Hotmail stats are low but not groovy:
- no messages accepted.
- no messages rejected because they came from non-Hotmail email addresses.
- 10 messages sent to our spamtraps.
- 1 message refused because its sender address had already hit our spamtraps.
- 1 message refused due to its origin IP address being part of Gilat-Satcom.
Meanwhile Yahoo continues to slap us with the spam trout, although I have yet to write a script to generate numbers for how badly.
The last set of numbers:
| what | # this week | (distinct IPs) | # last week | (distinct IPs) |
Bad HELOs |
288 | 69 | 462 | 64 |
| Bad bounces | 27 | 23 | 18 | 16 |
Once again there were several bounces to our friend the 38-digit
hex string, plus to a number of real (ex) usernames, plus random
ones. The new pattern this week is bounces to all-digit usernames
of various lengths, ranging from 03 to 41291175.
2006-06-03
The fundamental problem of spam
Recently, yet another article on the death of email ran in the Register, 'The time has come to ditch email' (which I saw due to a Slashdot article). As usual, it advocates replacing SMTP email with something that is more 'secure', whatever exactly this means.
Unfortunately, this misses the fundamental problem of spam:
You want to get email from strangers, but only good strangers.
Telling good strangers from bad strangers is a hard problem, to put it one way. There is no indication that computers are going to be any good at it any time soon, and certainly current technology is not up to the job. Magic new security technology for a new email protocol would have to be very magic to solve the problem, and so far no one has even come close. Worse, a great many people (including the author of the piece in the Register) seem completely oblivious to the issue.

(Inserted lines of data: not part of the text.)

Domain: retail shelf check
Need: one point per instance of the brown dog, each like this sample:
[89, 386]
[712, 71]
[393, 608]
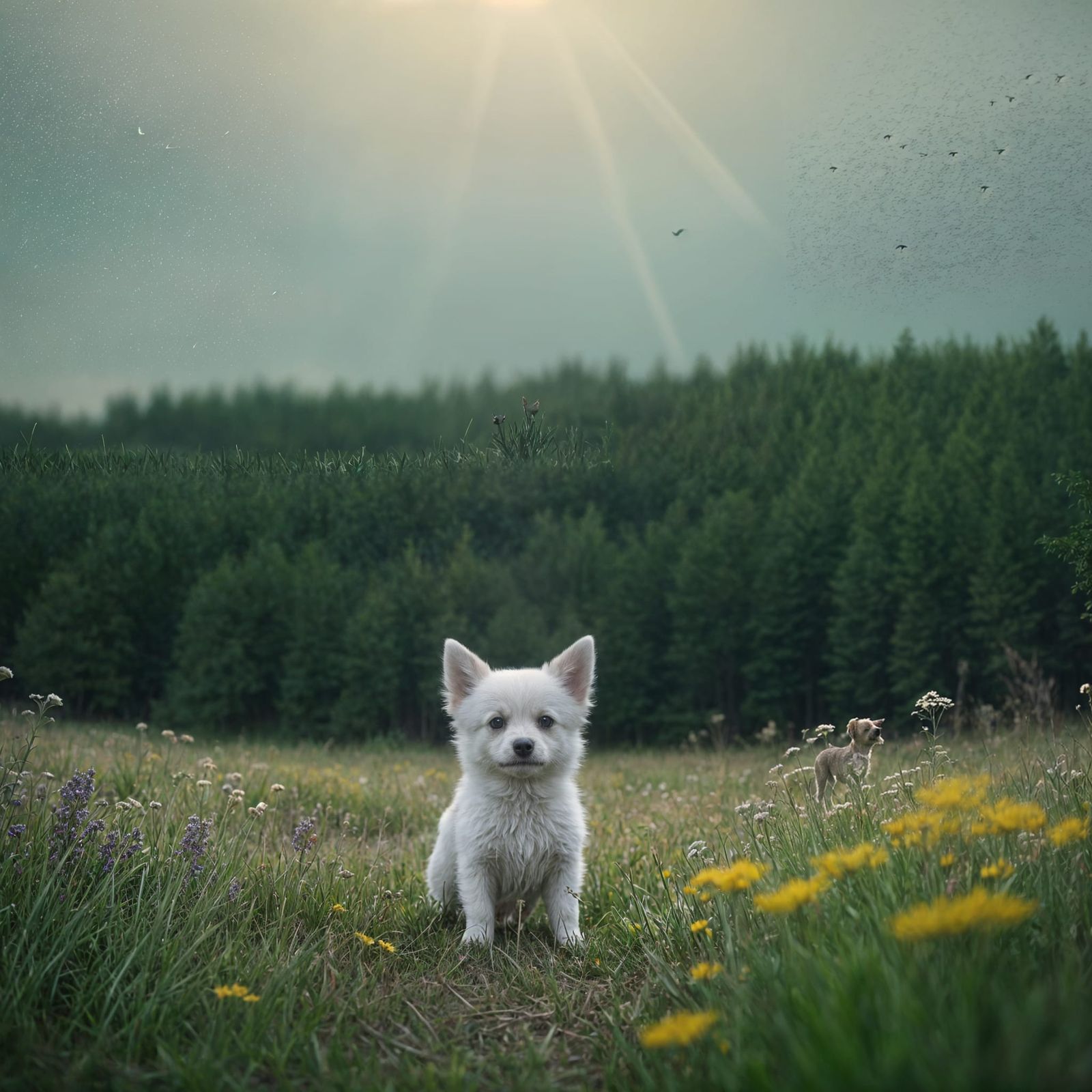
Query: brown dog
[840, 764]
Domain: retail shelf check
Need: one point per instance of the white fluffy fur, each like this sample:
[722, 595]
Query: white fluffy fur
[515, 833]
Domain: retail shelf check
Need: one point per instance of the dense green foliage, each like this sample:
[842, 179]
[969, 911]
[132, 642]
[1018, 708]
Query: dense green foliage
[802, 538]
[1076, 547]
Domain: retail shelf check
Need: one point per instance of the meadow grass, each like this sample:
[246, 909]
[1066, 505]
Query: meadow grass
[116, 948]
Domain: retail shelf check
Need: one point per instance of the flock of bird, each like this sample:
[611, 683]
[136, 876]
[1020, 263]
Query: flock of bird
[953, 153]
[966, 187]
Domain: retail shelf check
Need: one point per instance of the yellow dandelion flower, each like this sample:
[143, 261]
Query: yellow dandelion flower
[955, 794]
[792, 895]
[840, 863]
[704, 971]
[234, 991]
[1069, 830]
[678, 1030]
[736, 877]
[979, 910]
[1007, 817]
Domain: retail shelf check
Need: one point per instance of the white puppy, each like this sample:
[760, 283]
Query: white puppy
[516, 827]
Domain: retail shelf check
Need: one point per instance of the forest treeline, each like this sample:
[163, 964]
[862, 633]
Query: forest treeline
[799, 538]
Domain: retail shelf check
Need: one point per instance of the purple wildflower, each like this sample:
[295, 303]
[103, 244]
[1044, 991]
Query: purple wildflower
[71, 828]
[195, 844]
[303, 840]
[115, 841]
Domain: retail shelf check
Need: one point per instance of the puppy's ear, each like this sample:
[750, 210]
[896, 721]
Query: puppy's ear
[462, 672]
[576, 669]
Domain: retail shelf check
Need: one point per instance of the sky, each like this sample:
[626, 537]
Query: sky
[388, 191]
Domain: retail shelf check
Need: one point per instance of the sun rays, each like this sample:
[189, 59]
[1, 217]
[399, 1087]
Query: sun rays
[545, 19]
[614, 194]
[661, 107]
[435, 271]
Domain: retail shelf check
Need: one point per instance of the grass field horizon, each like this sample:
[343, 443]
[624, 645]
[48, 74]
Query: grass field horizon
[287, 939]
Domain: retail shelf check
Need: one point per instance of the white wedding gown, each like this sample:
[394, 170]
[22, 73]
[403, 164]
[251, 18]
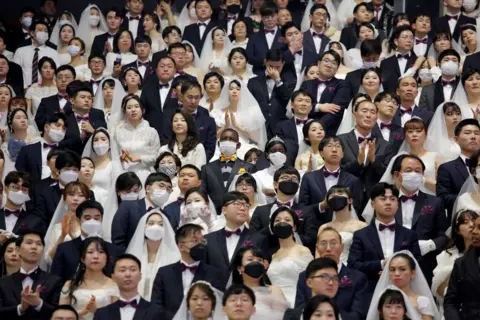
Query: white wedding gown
[283, 273]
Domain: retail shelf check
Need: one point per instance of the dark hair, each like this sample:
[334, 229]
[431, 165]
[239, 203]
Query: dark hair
[80, 274]
[68, 159]
[319, 264]
[88, 204]
[237, 289]
[192, 139]
[186, 230]
[381, 188]
[127, 181]
[464, 123]
[397, 164]
[127, 256]
[315, 302]
[116, 39]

Indeed, today's antispam technology has false positives and false negatives precisely because it has to use heuristics like 'did a copy get emailed to a lot of other people' or 'does it have bad phrases' as a proxy for the real question.
(If you think that assigning people identities on the Internet will solve this problem, please see TwoSidesOfIdentity.)
(This idea isn't original to me; I think I picked it up in Usenet's news.admin.net-abuse.email.)